Accountability is crucial, but it's not a panacea. A man must first have a mentality of selling out for the battle. He must have an absolute commitment to do whatever it takes to be pure. So many men say they want help, but when you actually start helping them reorganize and prioritize their lives for moral purity, they say, "I'm not going to give up my TV," or "I'm not going to limit my freedom." When the rubber hits the road, resolve flies out the window. They want to be rid of the guilt, but are not willing to pay the price.
- What suggestions do you have to make accountability more effective?
A group composed completely around mutual weakness is doomed to fail. Therefore, the group should include at least one person who is winning the battle of moral purity, not just someone who has been honest enough to admit his struggle. While honesty is commendable and right, honesty alone does not qualify a man to lead. That's not to suggest that the leader doesn't struggle, but he should have a track record of purity.

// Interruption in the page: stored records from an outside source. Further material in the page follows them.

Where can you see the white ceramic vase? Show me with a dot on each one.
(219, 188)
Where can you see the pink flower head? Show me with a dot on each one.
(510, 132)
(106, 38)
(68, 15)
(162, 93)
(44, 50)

An accountability group should meet regularly, at least weekly. Some groups meet sporadically, or only when someone "feels the need," but that's often too later like after a group member has fallen.
Group members also need to ask one another hard questions (e.g., What have you been looking at or watching? Have there been any conflicts between you and your mate? If you got hurt or angry, what did you do?). If a man is slipping in his commitment, he will likely try to hide it from the rest of the group. You may have to ask the same question four different ways before getting a straight answer. Persistence is crucial.
- What can the body of Christ do to help restore someone from an immoral lifestyle?
First of all, let's define "restoration," because many people assume, particularly when we're dealing with a church staff member, that restoration means to get him back into his position or ministry function. That is not always the case, and even if it is, we must first deal with getting him back to a right relationship with God, his wife, and his children. We must concentrate on restoring him to a vital, intimate walk with Christ.
Assuming this person has confessed, restorative action depends largely on where and how that confession took place. If it was with a group of men, then some of those men need to form a restoration team. (Due to the nature of the process, the team needs to be set up with men to deal with men and women with women.) This team, usually of no more than three or four people, becomes very involved in holding this person accountable by meeting with him regularly, asking direct questions about his thoughts and actions, and helping him set and observe boundaries.
- Explain what is meant by setting boundaries.
A boundary can be as simple as not standing in a checkout line where certain magazines are displayed, or as drastic as not going on a business trip alone. Boundaries are meant to keep temptation from getting a foothold. If, on a scale of one to ten, engaging in illicit sex is a ten, then let's help a man discover what are the ones, twos, and threes that got him there so we can help him stop. Boundaries will differ from person to person, but the point is: we simply cannot listen to what we used to listen to, watch what we used to watch, read what we used to read, or do what we used to do if we're serious about moral purity.
- What is the biblical mandate for sexual purity? Why should the Christian community be so concerned about this issue?
1 Thessalonians 4:3-5 reads, "For this is the will of God, your sanctification: that you should abstain from sexual immorality; that each of you should know how to possess his own vessel in sanctification and honor, not in passion of lust, like the Gentiles who do not know God." This passage describes an observable distinction between those who know God and those who don't, and a major emphasis is placed on moral purity. In writing it, Paul explained that in a pagan culture one of the things that clearly identified followers of Christ was that they did not live by lustful passions. That's a distinction the church needs to rediscover.
The gods of this age are sex and money, and if the church cannot be victorious over those gods, then we have nothing convincible to offer to the world.